Ils ont le droit de disposer de l'enseignement élémentaire en langue slovène ou croate, de même que d'un nombre approprié d'écoles intermédiaires ; par conséquent, la supervision des programmes scolaires et l'établissement d'une section administrative de l'inspection scolaire seront organisés à l'intention des écoles slovènes et croates.
Dans les régions administratives et juridiques de Carinthie, du Burgenland et de la Styrie, où habite une population slovène, croate ou mixte, on autorisera l'emploi de la langue slovène ou croate comme langue officielle aux côtés de l'allemand. Dans ces régions, les dénominations et la signalisation topographiques seront rédigées en langue slovène ou croate en plus de l'allemand.

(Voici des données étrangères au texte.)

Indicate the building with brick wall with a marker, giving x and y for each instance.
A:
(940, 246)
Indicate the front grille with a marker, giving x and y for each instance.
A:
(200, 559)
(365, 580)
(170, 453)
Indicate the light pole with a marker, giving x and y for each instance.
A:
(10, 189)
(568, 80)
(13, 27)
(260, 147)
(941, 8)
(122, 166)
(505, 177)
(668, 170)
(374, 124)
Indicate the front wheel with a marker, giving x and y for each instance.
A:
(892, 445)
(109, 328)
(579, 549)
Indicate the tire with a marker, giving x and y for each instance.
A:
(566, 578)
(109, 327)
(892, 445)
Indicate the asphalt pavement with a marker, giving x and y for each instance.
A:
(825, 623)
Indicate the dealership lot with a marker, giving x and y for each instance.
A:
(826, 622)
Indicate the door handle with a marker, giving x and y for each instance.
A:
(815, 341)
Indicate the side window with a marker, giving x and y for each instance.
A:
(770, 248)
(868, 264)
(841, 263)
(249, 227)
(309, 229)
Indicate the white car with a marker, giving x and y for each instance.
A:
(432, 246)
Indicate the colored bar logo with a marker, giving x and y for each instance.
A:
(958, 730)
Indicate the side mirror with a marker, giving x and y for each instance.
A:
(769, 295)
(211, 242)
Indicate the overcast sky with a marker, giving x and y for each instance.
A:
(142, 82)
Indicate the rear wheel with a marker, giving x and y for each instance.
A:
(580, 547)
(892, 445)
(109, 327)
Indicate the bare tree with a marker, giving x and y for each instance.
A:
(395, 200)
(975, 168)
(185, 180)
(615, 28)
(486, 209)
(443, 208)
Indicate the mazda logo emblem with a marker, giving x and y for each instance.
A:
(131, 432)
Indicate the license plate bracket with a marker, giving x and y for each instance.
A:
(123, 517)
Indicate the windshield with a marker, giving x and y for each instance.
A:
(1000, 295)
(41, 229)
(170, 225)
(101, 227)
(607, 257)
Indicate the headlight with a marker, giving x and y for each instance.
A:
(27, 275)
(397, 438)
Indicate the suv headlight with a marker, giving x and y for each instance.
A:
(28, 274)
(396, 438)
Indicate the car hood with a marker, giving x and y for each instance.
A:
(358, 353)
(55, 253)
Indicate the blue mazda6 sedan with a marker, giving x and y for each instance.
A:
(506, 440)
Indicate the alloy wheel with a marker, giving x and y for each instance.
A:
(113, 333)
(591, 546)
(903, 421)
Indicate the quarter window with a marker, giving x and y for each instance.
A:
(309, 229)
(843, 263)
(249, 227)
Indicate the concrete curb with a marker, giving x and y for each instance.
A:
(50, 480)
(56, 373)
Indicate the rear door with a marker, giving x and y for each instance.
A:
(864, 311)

Dans la Loi sur les groupes ethniques de 1976, qui s'applique également aux autres groupes ethniques, on met en place des soi-disant Comités consultatifs des groupes ethniques, qui en principe ont une fonction consultative, mais qui peuvent aussi exercer un droit important de codécision dans l'attribution des ressources financières destinées aux minorités.

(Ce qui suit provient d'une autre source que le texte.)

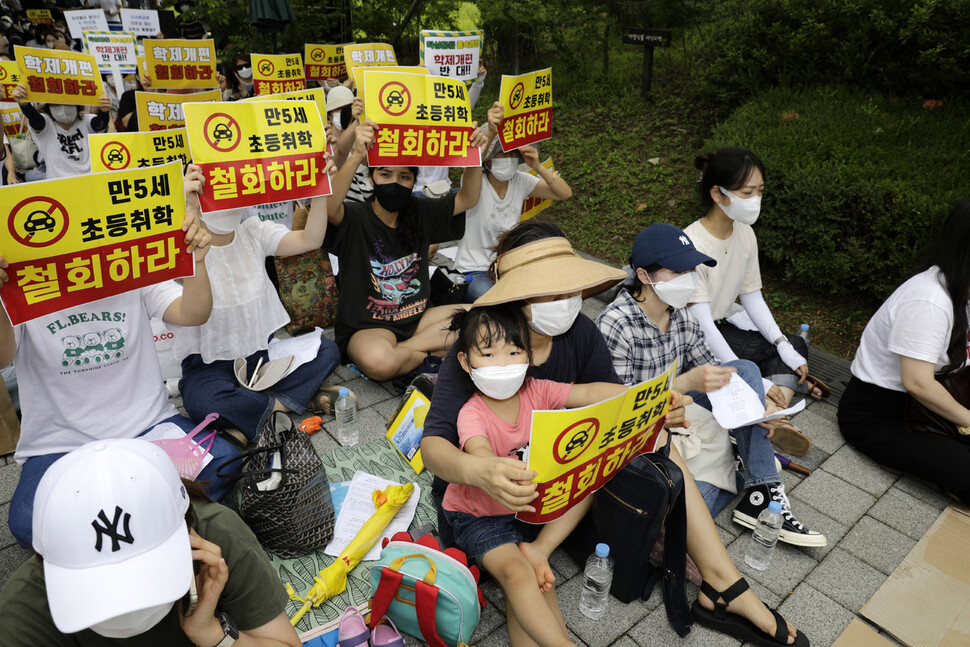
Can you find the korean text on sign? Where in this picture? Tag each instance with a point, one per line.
(58, 76)
(527, 100)
(576, 451)
(76, 240)
(120, 151)
(276, 73)
(454, 54)
(177, 63)
(257, 152)
(322, 62)
(424, 120)
(157, 111)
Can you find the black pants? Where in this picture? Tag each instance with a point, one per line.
(871, 420)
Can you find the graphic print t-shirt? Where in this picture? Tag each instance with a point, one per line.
(383, 284)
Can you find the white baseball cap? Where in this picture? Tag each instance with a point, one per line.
(109, 521)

En termes de revendications politiques, le groupe ethnique était divisé en deux camps: un groupe conservateur surtout associé politiquement au parti ÖVP, et la soi-disant Conférence des bourgmestres du SPÖ, qui a pris position plutôt pour une politique assimilatoire. Les différentes positions se sont certes rapprochées aujourd'hui, mais cette division qui a persisté pendant plusieurs décennies a longtemps constitué une entrave vis-à-vis l'établissement et le maintien d'une politique durable qui eût été bénéfique pour les minorités.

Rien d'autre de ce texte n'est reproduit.